The governor has fashioned himself as the MAGA Moses, who’s leading an “exodus from states governed by leftist politician­s imposing leftist ideology and delivering poor results.” DeSantis describes a “great migration” coming to Florida from these lefty blue states.

Sounds like the Cuban exiles who utterly transforme­d South Florida. Except those particular exiles came seeking freedom and economic security. Apparently, MAGA exiles long to reside in the right-wing autocracy DeSantis calls “the Free State of Florida” (an appellatio­n that requires a rather narrow definition of “free”).

Liberal-loathing blue-state refugees can be assured that the governor and his personal paramilita­ry troop, the Florida State Guard (not to be confused with the Florida National Guard), have created a sanctuary state where patriotic Americans can enjoy the unfettered right to censor books, stop abortions, humiliate transgende­r people, disparage modern medicine, teach students the upside of slavery, mock college professors, belittle school teachers, persecute drag queens and undermine gay rights. Suntans and the attendant skin cancer are just a bonus.

Must be working. An average of more than 300,000 newbies a year have been flooding into the Free State of DeSantis. The flow of wannabe Floridians became a torrent in 2022, when, according to driver’s license data retrieved by the Palm Beach Post, an astounding 583,200 recent arrivals traded their out-of-state licenses for a Florida replacemen­t.

The other-state migrants have made Florida the nation’s fastest-growing population. Before DeSantis unleashed his come-hither campaign, I had assumed that the state’s influx of out-of-staters were so many work-at-home telecommut­ers who decided to do their telecommut­ing from a Florida poolside.

Unhappily, we probably need gobs of new residents to keep us solvent, even if they’re right-wing nutters who regard the Jan. 6 insurrecti­on as a rowdy picnic. Over the last century, the state has sustained an economy that the New Yorker described as a giant Ponzi scheme that “depends almost entirely on growth — that is, on new arrivals and the wealth they generate in constructi­on and real estate.” That was in 2009. Things haven’t changed.
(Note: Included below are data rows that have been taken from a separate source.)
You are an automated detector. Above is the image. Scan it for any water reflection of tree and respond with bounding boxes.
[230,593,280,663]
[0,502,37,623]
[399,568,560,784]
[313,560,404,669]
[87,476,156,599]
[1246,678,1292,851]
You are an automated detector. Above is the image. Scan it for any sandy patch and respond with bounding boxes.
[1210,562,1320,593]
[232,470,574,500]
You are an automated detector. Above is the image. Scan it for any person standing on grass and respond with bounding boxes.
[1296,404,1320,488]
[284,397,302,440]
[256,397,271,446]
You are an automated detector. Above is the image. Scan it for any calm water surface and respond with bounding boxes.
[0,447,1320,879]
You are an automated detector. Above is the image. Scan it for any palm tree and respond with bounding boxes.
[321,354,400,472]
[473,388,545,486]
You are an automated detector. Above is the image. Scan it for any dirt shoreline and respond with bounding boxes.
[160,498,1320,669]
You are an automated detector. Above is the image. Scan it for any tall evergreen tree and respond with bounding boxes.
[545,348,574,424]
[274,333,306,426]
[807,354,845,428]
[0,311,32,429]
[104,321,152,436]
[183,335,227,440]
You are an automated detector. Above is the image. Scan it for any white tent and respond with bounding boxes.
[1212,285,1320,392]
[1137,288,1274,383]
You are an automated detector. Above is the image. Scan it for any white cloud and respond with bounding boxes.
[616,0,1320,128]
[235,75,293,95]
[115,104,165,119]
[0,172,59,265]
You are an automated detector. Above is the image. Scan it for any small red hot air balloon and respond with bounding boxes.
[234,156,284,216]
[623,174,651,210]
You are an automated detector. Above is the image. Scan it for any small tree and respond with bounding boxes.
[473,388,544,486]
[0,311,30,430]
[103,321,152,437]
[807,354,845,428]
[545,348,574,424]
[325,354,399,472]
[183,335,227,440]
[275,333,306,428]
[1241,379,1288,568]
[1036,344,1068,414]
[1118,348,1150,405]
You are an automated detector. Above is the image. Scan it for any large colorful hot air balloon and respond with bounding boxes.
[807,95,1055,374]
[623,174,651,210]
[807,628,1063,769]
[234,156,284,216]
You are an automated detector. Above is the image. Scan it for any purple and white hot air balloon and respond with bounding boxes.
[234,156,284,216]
DeSantis wants to keep the Ponzi going, but with new arrivals who think Donald Trump was chosen by God to rain down retributio­n on uppity women, epidemiolo­gists and sneaky immigrants.

Those of us who have lived here for a few decades are not so enthused. We can see that so many millions of new residents have degraded the very natural wonders that drew them to Florida.

The effluent we flush has overwhelme­d aging sewer systems. We’re running out of landfill space for the 50 million tons of trash Floridians discard annually. Farm runoff and leaky septic tanks have sullied springs, lakes and rivers while feeding massive algae outbreaks. We’re killing off manatees, coral reefs and the state’s last few panthers. (Legislatio­n awaiting the governor’s signature has added unruly black bears to the hit list.)

We’ve destroyed our dwindling bits of wilderness to make way for suburban sprawl. Our last remnants of architectu­ral quaint have been demolished ahead of new developmen­t.

We’ve clustered luxury homes and condos along our shore while failing to build urgently needed workforce housing. Which means that hundreds of thousands of the newly arrived will struggle to find accommodat­ions.

Florida interloper­s should be warned, perhaps with billboards erected at the Georgia state line, that anyone who intends to settle in the Free State of Florida should bring their own housing. Maybe a nice RV or a tent sturdy enough to withstand an onslaught of sneaky liberals.

Otherwise, the newbies should stay home. Florida is full up.